To say that one needs money to live is to but state the obvious , but even with inflation and all , I am wondering as to how much money does one really need to live in today’s age. The cost of living must be going up faster than our comprehension and experience. How else can one explain that Rs 35,000 crores is the estimated size of what could be the biggest income tax evasion scam in this country. India does not have a very healthy record of tax compliance and tax evasion has been quite the norm among the non salaried classes almost since the days of independence. Several rounds of VDIS including a fairly recent one that the current finance minister in an earlier avatar had introduced have had a rather modest success.
The reasons for tax evasion have generally been explained away as that the tax rates are unreasonably high , although there has been a very definite effort made in recent years to reduce the tax slabs and make them comparable with the tax regimes of other progressive countries. The effort has been understood to be reasonably successful and income tax collection has been increasing over the years.

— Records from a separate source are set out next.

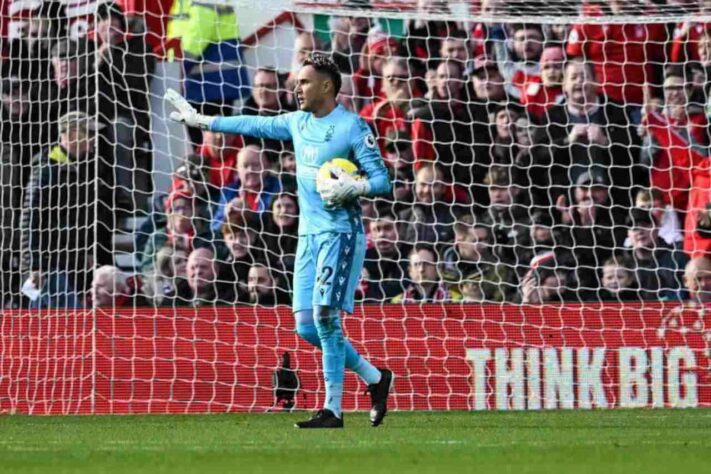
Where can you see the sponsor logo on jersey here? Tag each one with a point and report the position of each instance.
(309, 154)
(369, 141)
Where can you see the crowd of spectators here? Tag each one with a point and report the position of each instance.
(531, 164)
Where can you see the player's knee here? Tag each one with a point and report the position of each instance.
(327, 321)
(305, 327)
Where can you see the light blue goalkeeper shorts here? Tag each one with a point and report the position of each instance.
(327, 270)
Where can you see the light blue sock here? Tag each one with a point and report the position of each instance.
(333, 347)
(306, 328)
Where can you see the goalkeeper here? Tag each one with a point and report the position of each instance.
(331, 248)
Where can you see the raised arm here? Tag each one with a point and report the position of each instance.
(275, 128)
(367, 154)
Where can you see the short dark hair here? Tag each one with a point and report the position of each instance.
(420, 246)
(324, 64)
(108, 10)
(684, 71)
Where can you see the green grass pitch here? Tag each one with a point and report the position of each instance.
(645, 441)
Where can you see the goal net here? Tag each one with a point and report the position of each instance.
(546, 244)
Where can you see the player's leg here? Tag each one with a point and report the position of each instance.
(333, 265)
(305, 282)
(381, 381)
(306, 328)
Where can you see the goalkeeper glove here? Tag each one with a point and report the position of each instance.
(342, 189)
(186, 113)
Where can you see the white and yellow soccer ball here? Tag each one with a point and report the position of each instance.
(326, 173)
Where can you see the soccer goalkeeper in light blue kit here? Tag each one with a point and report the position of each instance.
(331, 248)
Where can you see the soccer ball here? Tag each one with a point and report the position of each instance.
(325, 173)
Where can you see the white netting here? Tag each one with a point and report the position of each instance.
(548, 153)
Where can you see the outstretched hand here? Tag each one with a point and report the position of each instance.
(342, 189)
(185, 113)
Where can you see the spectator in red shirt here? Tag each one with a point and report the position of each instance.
(368, 78)
(519, 59)
(219, 155)
(687, 34)
(697, 279)
(669, 137)
(444, 131)
(624, 55)
(539, 93)
(389, 112)
(424, 37)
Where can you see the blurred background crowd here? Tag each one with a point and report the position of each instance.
(532, 163)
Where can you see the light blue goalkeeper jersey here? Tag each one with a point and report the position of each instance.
(340, 134)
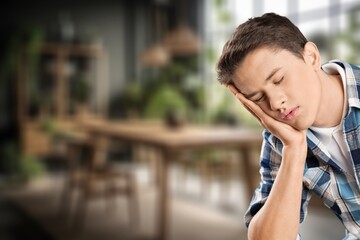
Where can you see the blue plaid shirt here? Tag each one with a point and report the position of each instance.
(338, 190)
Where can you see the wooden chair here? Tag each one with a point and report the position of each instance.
(95, 177)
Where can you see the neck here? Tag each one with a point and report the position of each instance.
(332, 99)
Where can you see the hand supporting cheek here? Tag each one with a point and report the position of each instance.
(286, 133)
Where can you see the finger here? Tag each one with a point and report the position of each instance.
(238, 96)
(232, 89)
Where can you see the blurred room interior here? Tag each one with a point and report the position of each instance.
(118, 102)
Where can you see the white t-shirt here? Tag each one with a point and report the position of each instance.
(333, 137)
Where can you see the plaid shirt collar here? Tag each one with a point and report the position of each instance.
(350, 122)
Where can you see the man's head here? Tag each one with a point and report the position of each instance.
(272, 64)
(270, 30)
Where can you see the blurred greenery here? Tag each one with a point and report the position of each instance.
(18, 166)
(164, 100)
(350, 38)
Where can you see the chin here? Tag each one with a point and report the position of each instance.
(303, 125)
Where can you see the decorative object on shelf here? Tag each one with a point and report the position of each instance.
(182, 41)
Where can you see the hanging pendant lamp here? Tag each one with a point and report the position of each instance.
(156, 55)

But what occurs to me is not the semantics of whether our tax rates are high or low and whether therefore it is fine therefore to evade them. What occurs to me is the larger moral question. In a country where so many farmers are daily committing suicide , because they cannot even afford square meals a day for themselves and their family , we have people evading tax to the tune of 20 to 30,000 crores of Rupees and then taking their seats in the race courses watching their thorough bred horses run and win some more money.
The fact that all this money has been accumulated through illegal means and tax evasion compounds the fault but even if all that money were legitimately earned and accounted for , the question would still arise in my mind as to how much money does one need to live, all right, even to live a life of comparative luxury perhaps. The merchant princes of Bombay of the nineteenth century , the first entrepreneurs and industrialists of modern India like say Jamsetji Tata were driven by an ideology and a vision that the purpose of wealth creation was that after keeping behind a legitimate proportion of it, the rest of it should go back to the society from whose labor it was generated in the first place. Similar sentiments have been expressed by N.R. Narayana Murthy of Infosys. On those foundations, modern Indian philanthropy was born and is sustained to this day
Today , reading these stories and others like it, I get the picture that for all the tall talk about Corporate Social Responsibility and all that blah by the various chambers of industry , our consciences are anesthetized and we are oblivious to any thing except our own advancement in life and the amoral pursuit of creature comforts. The Bible tells us plainly that we are called to be our brothers’ keepers and others like Jamsetji Tata have reflected the same thought in a different vocabulary but in today’s day and age , we are lost the ability to be the keepers of our own conscience , let alone think of our brother or our neighbor.